7 responses to “Pay per View | Poverty is an Expensive Business | Grace”

  1. lets just hope that the church doesn’t get into such a financial state that they a pay-per-cup or pay-for-wafer forthe eucharist…
    Hopefully the developments you have outlined may need to some much needed reimagining about who people belong to, and sustain christian communities outside of the practise of the ‘collection plate’…

  2. I found the “Gift” chapter of the book very challenging. For most of the churches I have been involved in it means a massive shift in understanding. The example you gave of letting young people use the buildings for jamming is a shocking thought to some who have been cultured in the “building as a sacred, holy place” mind set.
    I know you ditched the inherited structures and started again, but can you offer any reflections on how you might communicate the vision of a gift economy to a largely conservative community.

  3. I’ll cogitate. Away in Ireland for a few days from this afternoon, so will try to post something shortly.
    On the blook… sorry, trouble with paperback order. Would hardback replacement be OK?

  4. Shame… yes a hardback will be ok… e.mail me with how to pay.
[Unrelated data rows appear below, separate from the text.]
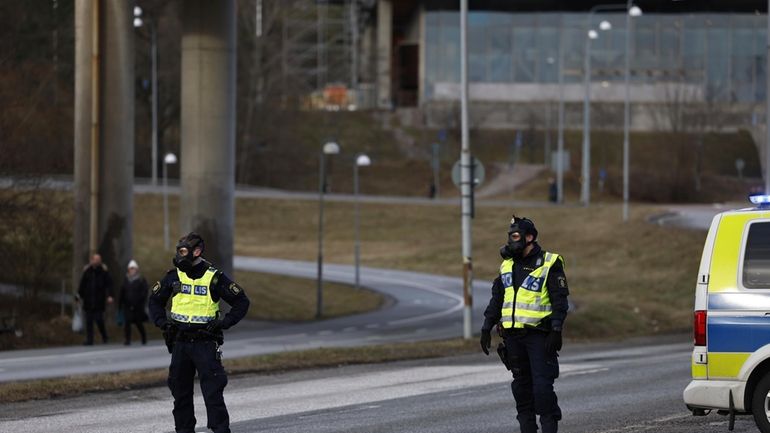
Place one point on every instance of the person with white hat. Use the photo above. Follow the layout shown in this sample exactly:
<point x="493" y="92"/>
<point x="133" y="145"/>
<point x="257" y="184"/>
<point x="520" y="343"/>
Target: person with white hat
<point x="132" y="301"/>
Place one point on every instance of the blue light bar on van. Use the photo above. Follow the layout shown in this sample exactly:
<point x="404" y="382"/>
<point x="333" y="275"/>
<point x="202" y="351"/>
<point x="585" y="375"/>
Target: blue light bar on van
<point x="760" y="199"/>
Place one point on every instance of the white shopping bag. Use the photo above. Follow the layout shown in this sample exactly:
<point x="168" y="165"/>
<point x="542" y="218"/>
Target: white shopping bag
<point x="77" y="320"/>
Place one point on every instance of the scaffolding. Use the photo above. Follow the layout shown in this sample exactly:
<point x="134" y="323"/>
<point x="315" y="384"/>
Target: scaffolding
<point x="319" y="50"/>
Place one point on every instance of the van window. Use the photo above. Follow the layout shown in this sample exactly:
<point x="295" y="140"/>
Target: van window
<point x="756" y="261"/>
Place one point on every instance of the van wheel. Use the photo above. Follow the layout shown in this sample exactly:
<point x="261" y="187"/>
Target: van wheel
<point x="760" y="404"/>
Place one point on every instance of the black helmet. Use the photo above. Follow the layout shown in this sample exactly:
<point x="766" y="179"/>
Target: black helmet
<point x="523" y="225"/>
<point x="191" y="241"/>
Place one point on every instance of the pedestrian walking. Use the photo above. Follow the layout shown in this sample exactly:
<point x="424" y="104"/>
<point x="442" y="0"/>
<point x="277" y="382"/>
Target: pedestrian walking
<point x="132" y="301"/>
<point x="94" y="292"/>
<point x="529" y="305"/>
<point x="193" y="331"/>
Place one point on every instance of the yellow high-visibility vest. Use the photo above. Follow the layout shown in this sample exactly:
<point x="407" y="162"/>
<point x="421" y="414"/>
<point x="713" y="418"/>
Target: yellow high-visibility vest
<point x="529" y="304"/>
<point x="193" y="303"/>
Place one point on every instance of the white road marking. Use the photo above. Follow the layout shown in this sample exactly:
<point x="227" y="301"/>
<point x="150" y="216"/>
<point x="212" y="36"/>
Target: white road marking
<point x="360" y="391"/>
<point x="651" y="425"/>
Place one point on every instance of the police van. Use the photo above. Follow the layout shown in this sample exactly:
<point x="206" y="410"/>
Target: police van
<point x="731" y="355"/>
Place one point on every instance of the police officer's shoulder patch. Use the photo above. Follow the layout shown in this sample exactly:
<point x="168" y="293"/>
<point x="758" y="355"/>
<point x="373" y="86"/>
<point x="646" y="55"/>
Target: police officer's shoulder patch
<point x="235" y="289"/>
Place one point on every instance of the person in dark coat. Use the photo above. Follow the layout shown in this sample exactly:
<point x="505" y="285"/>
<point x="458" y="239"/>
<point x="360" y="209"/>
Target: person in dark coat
<point x="132" y="301"/>
<point x="94" y="292"/>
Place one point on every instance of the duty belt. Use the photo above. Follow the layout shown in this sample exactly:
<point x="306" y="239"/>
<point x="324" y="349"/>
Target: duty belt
<point x="191" y="336"/>
<point x="194" y="319"/>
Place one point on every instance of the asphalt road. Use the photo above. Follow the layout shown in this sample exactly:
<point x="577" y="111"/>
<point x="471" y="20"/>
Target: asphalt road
<point x="421" y="307"/>
<point x="602" y="389"/>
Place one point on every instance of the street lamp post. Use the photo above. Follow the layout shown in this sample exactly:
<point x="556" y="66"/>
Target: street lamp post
<point x="170" y="158"/>
<point x="362" y="160"/>
<point x="585" y="190"/>
<point x="465" y="177"/>
<point x="586" y="173"/>
<point x="631" y="11"/>
<point x="767" y="107"/>
<point x="138" y="22"/>
<point x="330" y="148"/>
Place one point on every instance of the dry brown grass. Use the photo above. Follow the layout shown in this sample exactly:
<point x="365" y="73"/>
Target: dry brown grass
<point x="626" y="279"/>
<point x="273" y="297"/>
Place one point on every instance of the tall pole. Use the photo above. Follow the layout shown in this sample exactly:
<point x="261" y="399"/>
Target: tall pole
<point x="436" y="167"/>
<point x="767" y="109"/>
<point x="586" y="174"/>
<point x="560" y="140"/>
<point x="154" y="84"/>
<point x="165" y="206"/>
<point x="95" y="96"/>
<point x="319" y="281"/>
<point x="354" y="46"/>
<point x="626" y="110"/>
<point x="357" y="224"/>
<point x="465" y="174"/>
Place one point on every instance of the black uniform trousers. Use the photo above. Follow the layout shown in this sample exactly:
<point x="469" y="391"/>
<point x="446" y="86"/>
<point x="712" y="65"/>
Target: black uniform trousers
<point x="189" y="356"/>
<point x="534" y="371"/>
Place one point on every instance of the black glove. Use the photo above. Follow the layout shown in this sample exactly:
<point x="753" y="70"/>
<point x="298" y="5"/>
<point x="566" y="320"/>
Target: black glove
<point x="215" y="326"/>
<point x="169" y="334"/>
<point x="486" y="341"/>
<point x="553" y="342"/>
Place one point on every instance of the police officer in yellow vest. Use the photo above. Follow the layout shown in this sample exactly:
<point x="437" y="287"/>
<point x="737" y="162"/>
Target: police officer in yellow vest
<point x="529" y="302"/>
<point x="195" y="289"/>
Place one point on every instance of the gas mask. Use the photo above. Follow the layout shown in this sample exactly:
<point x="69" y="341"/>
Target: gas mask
<point x="184" y="262"/>
<point x="514" y="249"/>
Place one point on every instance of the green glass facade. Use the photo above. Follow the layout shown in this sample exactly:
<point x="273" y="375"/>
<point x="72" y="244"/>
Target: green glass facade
<point x="725" y="54"/>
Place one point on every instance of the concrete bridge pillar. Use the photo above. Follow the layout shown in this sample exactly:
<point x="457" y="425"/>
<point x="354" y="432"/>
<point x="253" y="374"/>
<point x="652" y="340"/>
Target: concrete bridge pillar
<point x="208" y="126"/>
<point x="104" y="133"/>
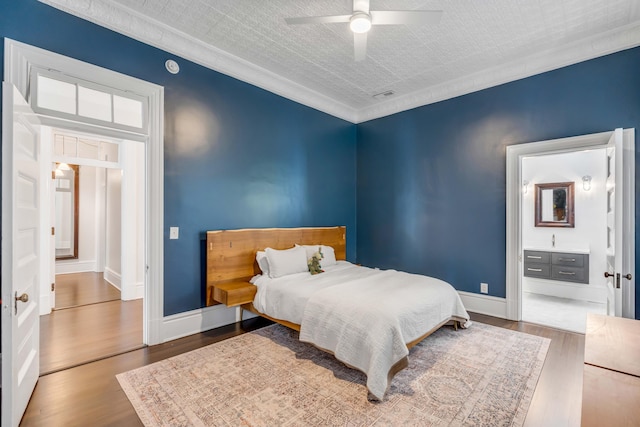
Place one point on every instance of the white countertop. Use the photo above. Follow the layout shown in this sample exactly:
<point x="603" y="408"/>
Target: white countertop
<point x="564" y="250"/>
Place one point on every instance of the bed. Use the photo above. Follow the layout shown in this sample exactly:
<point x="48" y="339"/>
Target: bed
<point x="367" y="318"/>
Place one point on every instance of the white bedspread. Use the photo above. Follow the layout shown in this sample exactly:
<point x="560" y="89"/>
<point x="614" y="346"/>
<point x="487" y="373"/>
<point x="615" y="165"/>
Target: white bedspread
<point x="365" y="317"/>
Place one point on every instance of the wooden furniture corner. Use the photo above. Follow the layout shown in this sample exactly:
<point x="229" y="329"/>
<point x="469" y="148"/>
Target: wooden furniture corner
<point x="611" y="375"/>
<point x="232" y="294"/>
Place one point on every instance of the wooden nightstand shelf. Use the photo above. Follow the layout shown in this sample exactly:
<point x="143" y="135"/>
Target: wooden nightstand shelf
<point x="233" y="294"/>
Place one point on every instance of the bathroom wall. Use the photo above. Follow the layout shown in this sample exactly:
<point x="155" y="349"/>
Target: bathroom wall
<point x="590" y="220"/>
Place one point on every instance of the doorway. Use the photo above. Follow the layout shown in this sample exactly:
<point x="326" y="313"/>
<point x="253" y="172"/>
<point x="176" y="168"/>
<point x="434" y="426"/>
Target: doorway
<point x="518" y="187"/>
<point x="96" y="310"/>
<point x="562" y="300"/>
<point x="22" y="120"/>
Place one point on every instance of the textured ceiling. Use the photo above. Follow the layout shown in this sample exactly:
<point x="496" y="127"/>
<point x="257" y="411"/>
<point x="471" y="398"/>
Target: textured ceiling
<point x="478" y="43"/>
  5. Graham, I’d probably start with the collection plate. Some reflections on the familiar idea of the gift of money could lead on to some wider ideas about gifts beyond cash: time, resources etc.
    Also, I think that gift is such a powerful, innate concept that people often just need some basic lessons in how to recognise it. The example I use of the dinner party versus the restaurant is something people seem to find easy to latch on to – that gifts build relationships, and market transactions do not need to. Some work on Jesus’ gift practice in the gospels can then lead onto some more radical ideas about how the church ought to reflect on its own gift practices – on both a personal and corporate level.
    In terms of the sacred space, I think this is more about dirt than gift. I still think the passages about Jesus ‘cleansing the Temple’, which I interpret as Jesus clearing the obstacles to allow the dirty access to the Temple, are the key here. And perhaps in the run-up to Easter a series of reflections on this might be appropriate.

  6. DAMNFLANDRZ

    How about deliberately over-paying those companies that meter us?
    So… the blook???
    I can borrow a credit card, since i’m not allowed one… going bankrupt was one of the more releasing moves of my life, but it makes it hard to consume!!!!

  7. For an extreme example of the ‘pay per…’ scenario take a look at ‘Shadow Cities’ by journalist Robert Neuwirth. Amongst other things he explains how much the inhabitants of Nairobi’s Kibera slum end up paying for water because of the scandalous local corruption.